Money is money it doesn't matter who you get it from if you are selling.

You still miss the point, lee.  What matters is getting a fair market offer based on specifics.  That is unlikely to happen with companies that employ the offer letter with a mineral deed approach.  Those companies are fishing for unsophisticated mineral owners.

Lots of good comments on this topic / company / practice - here are some points from my perspective.

I have ORRI on EF wells in Karnes Co (was Pioneer / now Ensign). Production from the three hz wells has dropped over the years to the point where my monthly checks are in the $200-$300 per month range (after being $10,000+ per month in the early days of production).

Purchasers like Southwest play on the mineral owners being willing to sell for a high multiple of the PRESENT monthly cash flow. Perhaps 36 to 48 months or more times present monthly revenue checks.

These companies are playing for the long haul - their staff is checking out these units to determine how many more wells can be drilled on any one unit. In my situation, there is room for 4-5 more new laterals (all to be completed with the most modern stimulation techniques). Plus there are 1-2 additional shallower horizontal targets that can be drilled.
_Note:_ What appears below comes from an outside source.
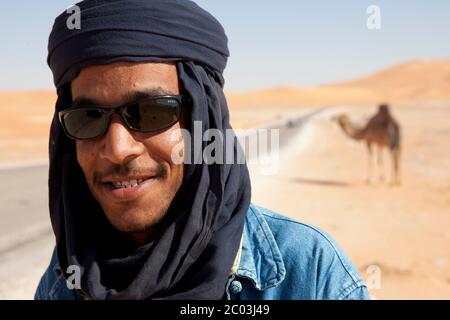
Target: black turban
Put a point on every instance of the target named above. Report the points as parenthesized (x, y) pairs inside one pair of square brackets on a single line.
[(193, 257)]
  • All with the potential to yield very high (i.e. $10,000+ per month) types of checks.
  • The issue is WHEN will these wells be drilled since the operators don't have to drill new wells right now since the production unit and usually shallower rights are all held by production (HBP) by the existing initial wells.  

The key for ANY mineral owner is to know the situation with their specific situation. Digging into the public records will give you info on the present unit, number of wells and space for more wells. This leg work and research could save one from giving away their mineral rights for pennies of their true worth.

  • Many of you will say -  I don't know enough to be able to do that. Or you don't have the time to dig into these details.

If that is the cash, you may want to consider finding a good O&G consultant to do the research for you. The cost of that report would probably be well worth it.

Just my opinion as always.

Good points, RM.  Those who are interested in a sale should not be dissuaded or criticized for exploring a sale.  They should get professional help and try to get multiple offers. 

The business model of sending unsolicited offers which include a mineral deed and/or a power of attorney form is one used to take advantage of mineral owners and should be illegal in all states.  The Louisiana statute is a good model as it does not prohibit unsolicited offers by mail only those that contain a POW and/or a deed without the required disclaimer language regarding the recission period.